When CSS feels confusing, the issue is often order, specificity, or inheritance.
- Last Rule: Later rules override earlier ones if selectors match.
- Specificity: More specific selectors take precedence.
- !important: Overrides all other rules but should be used sparingly.
Core Concept: Inheritance
Some properties, like color and font-family, are inherited by child elements.
Inheritance lets you set broad defaults on the body, then override them when needed.
body {
color: red;
}
p {
color: blue;
} Common Mistakes
- Forgetting to link the CSS file in the HTML.
- Writing a selector that does not match the HTML.
- Using an ID selector when a reusable class would be better.
- Forgetting a semicolon between declarations.
- Expecting an earlier rule to win when a later rule overrides it.
- Using !important instead of understanding the cascade.
Debugging Checklist
- Confirm the CSS file path is correct in the link tag.
- Open browser developer tools and inspect the element.

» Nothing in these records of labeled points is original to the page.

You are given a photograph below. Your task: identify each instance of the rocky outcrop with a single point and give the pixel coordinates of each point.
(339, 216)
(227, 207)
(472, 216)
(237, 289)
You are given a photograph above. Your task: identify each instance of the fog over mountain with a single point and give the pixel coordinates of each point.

- Check whether the selector matches the element you are trying to style.
- Look for crossed-out styles in developer tools to see which rules are being overridden.
- Check spelling, punctuation, braces, colons, and semicolons.
- Simplify the selector and test one property at a time.
Resources
MDN: CSS basics | MDN: CSS selectors | CSS-Tricks | W3Schools CSS
Checkpoint
Before moving on, make sure these feel true.
- I can connect an external stylesheet to an HTML page.
- I can identify the selector, property, and value in a CSS rule.
- I can choose a class selector when I need reusable styling.
Project Connection
This lesson supports current class projects.
Practice
- Move styles out of HTML and into an external stylesheet.
- Create type, class, and pseudo-class selectors.